I also refer you to Kj's comment, it's all fertile ground, I just need to get those ten million people under 40 who neither own land nor bother to vote, to vote for YPP :-)

DBC Reed said...

@MW
Quite- but I don't think you're going to get people to vote for the Young People's Party if they're thirty-something renters with children! Something like Generation Rent might be better ,dropping the "The" in true 1960's fashion.(The Who started off as Who I remember.)You do need a name that is self-explanatory because that is the only electoral propaganda you can afford. People need to see it on the ballot paper (probably for the first time ) and think Give them a go. N.B anybody called Thatcher, no matter whom they represented, always got more votes in her day; people with names beginning the lower letters of alphabet always do better than the maths would suggest because they appear at the top of the list. These things matter! Do take these things more seriously - there is something of YPP a bit stunt-like.

Mark Wadsworth said...

DBC, until somebody thinks up a generic word for "people who'd be better off under LVT and who are socially liberal re e.g. drugs and who might like half of student loans to be waived" then I'll stick with "young", thank you very much.

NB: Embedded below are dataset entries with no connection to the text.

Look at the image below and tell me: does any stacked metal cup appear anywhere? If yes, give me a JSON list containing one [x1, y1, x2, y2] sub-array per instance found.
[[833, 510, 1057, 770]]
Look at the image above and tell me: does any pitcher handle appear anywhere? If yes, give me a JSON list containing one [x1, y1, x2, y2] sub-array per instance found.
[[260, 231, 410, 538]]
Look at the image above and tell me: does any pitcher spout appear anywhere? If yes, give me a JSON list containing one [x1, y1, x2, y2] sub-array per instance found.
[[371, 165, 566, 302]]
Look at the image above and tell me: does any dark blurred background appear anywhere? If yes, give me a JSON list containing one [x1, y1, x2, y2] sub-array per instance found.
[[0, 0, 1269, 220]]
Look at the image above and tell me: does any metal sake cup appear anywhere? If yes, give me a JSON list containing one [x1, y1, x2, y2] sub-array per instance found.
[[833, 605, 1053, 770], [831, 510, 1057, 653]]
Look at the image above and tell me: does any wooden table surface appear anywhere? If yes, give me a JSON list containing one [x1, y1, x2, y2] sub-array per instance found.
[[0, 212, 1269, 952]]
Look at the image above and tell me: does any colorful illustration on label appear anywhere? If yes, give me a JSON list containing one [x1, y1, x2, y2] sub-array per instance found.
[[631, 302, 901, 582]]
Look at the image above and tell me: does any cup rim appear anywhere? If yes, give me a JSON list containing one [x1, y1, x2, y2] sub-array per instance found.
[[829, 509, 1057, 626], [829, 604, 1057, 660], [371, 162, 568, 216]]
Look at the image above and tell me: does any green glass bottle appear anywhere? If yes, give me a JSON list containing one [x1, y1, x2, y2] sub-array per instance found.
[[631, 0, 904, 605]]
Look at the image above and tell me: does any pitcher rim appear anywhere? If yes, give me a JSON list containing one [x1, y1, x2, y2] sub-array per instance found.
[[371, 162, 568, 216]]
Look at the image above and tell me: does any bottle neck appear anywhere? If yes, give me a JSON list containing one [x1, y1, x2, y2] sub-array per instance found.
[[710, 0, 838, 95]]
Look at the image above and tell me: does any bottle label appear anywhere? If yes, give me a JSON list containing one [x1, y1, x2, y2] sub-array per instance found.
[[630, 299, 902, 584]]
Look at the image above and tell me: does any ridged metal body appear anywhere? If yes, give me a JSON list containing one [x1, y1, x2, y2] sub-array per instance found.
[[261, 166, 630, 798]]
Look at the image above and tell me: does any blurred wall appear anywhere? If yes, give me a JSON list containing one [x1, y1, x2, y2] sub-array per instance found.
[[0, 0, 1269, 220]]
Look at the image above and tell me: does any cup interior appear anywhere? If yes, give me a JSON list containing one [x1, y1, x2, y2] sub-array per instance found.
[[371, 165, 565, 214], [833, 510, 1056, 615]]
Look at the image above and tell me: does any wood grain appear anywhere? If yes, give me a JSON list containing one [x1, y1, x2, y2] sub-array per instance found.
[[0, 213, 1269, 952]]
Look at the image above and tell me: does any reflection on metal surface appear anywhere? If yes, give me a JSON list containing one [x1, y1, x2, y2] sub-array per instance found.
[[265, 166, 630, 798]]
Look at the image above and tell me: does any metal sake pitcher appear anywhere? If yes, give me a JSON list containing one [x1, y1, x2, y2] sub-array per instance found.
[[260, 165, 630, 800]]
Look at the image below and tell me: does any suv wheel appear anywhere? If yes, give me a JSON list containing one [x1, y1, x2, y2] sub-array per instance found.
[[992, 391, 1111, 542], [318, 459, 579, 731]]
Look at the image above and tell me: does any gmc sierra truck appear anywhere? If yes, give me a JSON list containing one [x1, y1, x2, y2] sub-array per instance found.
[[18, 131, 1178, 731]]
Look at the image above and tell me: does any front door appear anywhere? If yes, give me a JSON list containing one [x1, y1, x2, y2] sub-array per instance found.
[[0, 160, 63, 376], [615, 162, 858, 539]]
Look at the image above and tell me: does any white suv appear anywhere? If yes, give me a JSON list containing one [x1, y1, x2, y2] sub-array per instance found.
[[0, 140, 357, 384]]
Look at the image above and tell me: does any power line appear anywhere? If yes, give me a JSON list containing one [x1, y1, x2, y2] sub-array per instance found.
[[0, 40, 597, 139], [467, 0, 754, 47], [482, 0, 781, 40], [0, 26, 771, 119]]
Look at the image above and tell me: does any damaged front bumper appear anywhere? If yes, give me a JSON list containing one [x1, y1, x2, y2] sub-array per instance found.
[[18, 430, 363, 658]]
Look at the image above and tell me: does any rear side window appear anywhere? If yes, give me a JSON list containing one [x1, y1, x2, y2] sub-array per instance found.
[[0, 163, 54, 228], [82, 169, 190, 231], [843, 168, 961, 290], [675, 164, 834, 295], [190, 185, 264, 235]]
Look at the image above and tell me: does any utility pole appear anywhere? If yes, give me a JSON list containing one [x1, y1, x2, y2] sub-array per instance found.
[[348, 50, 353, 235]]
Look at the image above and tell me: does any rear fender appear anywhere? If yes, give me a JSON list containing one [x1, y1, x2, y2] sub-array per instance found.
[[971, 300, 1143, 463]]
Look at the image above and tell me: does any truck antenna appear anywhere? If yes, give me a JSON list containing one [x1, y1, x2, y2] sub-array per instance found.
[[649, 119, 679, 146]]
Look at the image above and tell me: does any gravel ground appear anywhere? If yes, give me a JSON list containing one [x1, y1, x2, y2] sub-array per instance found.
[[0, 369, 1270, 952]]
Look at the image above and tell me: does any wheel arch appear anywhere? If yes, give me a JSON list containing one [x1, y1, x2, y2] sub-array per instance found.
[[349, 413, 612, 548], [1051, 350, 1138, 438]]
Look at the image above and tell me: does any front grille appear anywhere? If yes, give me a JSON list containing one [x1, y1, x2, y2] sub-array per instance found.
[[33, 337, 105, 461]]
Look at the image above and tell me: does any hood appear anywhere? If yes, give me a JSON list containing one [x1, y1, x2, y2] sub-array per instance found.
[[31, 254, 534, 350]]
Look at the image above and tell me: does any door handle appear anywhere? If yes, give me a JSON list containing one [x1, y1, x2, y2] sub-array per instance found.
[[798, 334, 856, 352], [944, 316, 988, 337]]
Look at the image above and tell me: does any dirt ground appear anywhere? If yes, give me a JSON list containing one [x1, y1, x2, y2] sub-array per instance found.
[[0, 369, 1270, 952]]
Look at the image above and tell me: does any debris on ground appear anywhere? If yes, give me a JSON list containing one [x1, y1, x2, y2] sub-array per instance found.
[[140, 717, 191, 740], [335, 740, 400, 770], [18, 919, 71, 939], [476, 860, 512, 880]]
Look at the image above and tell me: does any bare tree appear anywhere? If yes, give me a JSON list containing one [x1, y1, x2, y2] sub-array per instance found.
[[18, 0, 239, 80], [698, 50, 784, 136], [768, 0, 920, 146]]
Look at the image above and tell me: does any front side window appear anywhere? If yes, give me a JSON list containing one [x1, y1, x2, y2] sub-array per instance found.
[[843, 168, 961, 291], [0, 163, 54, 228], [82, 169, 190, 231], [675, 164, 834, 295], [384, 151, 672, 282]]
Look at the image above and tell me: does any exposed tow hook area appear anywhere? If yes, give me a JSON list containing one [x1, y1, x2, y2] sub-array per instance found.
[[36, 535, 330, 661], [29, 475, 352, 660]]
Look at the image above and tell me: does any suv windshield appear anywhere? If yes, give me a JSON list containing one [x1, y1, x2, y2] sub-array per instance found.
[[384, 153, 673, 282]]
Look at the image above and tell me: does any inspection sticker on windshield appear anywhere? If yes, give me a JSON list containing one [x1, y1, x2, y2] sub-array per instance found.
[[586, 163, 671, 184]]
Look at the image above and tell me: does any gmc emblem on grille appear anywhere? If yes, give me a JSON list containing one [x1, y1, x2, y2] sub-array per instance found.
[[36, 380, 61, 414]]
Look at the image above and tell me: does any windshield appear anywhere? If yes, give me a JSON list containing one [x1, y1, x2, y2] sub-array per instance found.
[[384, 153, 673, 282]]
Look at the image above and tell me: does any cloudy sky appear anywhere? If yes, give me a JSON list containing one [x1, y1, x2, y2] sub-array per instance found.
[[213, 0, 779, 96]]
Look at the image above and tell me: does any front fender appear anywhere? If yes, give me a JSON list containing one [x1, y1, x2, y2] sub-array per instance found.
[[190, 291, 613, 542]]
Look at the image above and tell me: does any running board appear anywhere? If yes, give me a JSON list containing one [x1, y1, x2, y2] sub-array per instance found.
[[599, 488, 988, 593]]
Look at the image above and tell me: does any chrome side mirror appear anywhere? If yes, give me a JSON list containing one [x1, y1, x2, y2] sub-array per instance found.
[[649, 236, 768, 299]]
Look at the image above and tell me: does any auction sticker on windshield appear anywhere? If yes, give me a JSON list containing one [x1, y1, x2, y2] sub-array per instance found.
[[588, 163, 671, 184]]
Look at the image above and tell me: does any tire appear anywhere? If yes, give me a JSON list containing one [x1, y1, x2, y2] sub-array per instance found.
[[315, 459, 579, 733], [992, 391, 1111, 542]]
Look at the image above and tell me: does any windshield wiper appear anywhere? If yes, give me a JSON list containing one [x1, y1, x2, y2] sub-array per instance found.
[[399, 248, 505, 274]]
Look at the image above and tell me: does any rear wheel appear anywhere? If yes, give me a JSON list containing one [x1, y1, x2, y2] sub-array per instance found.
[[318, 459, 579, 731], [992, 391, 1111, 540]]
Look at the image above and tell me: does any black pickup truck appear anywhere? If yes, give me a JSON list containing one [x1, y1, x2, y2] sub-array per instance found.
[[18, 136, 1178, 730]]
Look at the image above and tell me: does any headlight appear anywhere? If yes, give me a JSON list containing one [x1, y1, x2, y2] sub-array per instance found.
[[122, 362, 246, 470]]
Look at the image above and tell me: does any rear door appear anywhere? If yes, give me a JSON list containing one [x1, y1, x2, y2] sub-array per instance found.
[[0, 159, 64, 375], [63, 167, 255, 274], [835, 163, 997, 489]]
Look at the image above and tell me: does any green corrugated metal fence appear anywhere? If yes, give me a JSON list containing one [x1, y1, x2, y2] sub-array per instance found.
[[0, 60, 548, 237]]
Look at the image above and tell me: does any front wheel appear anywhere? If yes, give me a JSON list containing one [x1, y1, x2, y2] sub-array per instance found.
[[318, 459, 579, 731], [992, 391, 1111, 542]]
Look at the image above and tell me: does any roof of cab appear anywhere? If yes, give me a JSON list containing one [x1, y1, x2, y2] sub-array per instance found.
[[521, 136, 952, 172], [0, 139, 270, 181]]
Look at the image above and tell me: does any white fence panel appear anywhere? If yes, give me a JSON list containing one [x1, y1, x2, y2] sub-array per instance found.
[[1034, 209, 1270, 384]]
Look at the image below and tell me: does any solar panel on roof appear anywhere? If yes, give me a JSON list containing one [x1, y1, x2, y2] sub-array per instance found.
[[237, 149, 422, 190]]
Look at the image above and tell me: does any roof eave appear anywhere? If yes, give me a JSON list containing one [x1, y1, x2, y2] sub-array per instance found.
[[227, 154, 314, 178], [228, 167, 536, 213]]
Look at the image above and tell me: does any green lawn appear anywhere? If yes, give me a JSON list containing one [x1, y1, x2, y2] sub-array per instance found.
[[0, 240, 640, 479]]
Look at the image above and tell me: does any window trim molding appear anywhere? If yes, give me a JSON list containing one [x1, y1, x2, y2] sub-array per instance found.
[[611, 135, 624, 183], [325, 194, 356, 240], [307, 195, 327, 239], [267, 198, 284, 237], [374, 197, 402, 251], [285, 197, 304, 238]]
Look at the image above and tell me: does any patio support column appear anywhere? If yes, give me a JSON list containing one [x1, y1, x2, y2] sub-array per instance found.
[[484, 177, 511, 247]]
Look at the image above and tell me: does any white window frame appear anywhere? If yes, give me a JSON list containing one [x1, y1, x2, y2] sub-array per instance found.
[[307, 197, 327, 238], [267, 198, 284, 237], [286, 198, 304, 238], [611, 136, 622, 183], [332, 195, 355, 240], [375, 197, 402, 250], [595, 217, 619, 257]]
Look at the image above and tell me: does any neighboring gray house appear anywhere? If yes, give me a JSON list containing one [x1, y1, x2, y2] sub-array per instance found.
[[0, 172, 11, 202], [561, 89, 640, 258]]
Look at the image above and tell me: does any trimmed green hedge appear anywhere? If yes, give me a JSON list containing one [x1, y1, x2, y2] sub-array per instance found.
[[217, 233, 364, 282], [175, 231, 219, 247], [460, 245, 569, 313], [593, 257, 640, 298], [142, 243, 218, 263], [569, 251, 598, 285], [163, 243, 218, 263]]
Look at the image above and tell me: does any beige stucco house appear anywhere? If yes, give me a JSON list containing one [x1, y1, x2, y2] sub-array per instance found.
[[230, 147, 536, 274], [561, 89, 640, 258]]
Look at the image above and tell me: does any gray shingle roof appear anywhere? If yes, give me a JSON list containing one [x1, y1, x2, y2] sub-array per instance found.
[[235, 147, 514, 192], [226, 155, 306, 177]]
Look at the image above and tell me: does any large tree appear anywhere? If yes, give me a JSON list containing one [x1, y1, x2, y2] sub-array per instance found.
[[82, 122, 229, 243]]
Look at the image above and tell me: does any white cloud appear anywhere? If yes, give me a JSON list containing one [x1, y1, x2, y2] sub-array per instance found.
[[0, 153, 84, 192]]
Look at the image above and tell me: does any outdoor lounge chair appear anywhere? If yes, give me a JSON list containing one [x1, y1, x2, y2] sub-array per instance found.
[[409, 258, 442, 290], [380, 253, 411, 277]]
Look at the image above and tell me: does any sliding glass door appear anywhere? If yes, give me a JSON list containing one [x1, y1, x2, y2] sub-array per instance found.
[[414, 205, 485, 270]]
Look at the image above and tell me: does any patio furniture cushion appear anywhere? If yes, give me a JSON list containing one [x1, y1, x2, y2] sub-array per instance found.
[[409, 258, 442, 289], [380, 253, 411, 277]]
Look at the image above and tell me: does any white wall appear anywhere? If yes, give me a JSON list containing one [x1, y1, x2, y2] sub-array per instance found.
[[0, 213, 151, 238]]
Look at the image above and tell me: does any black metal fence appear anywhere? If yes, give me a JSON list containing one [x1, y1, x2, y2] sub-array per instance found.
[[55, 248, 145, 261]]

We've done this to death - YPP is an obvious name because it must be clear from the off what our policies are on 90% of things.

As to positioning on ballot papers, I trust that you are aware that on most ballot papers candidates are ordered alphabetically by surname?

And if they are ordered by party name, then sod it, I'm quite happy to be last, to pick up the votes of people who turn up to vote but then despair at the candidates on offer and then simply tick the last one because they can't be bothered reading the list again.

I take this all very seriously indeed, even "politics as satire".

Bayard said...

DBC, AFAIAC, thirty-somethings ARE young people. The only thing the YPP lacks is a strapline "the party that fights for young people" or something to dispel the notion that it is a party OF young people only.

Mark Wadsworth said...

B, you're going to have to set yourself up with a new Blogger ID or something because all your comments go to spam whence I have to retrieve them all every evening.

And yes, a good strapline is always handy. The best I could come up with is "Don't waste your protest vote".

Apparently, the Post Office won't deliver leaflets which just say "Fuck the lot of the whinging bastards".

Unknown said...

This is my new identity.

Bayard.

Mark Wadsworth said...

MC, interesting.

Which is first name and which is surname? Is is "Mr M. Charles" or "Mr Charles, M."?

Unknown said...

Mr M. Charles. Sadly, my comments are still disappearing. Perhaps Google has my IP address down as belonging to a spamster.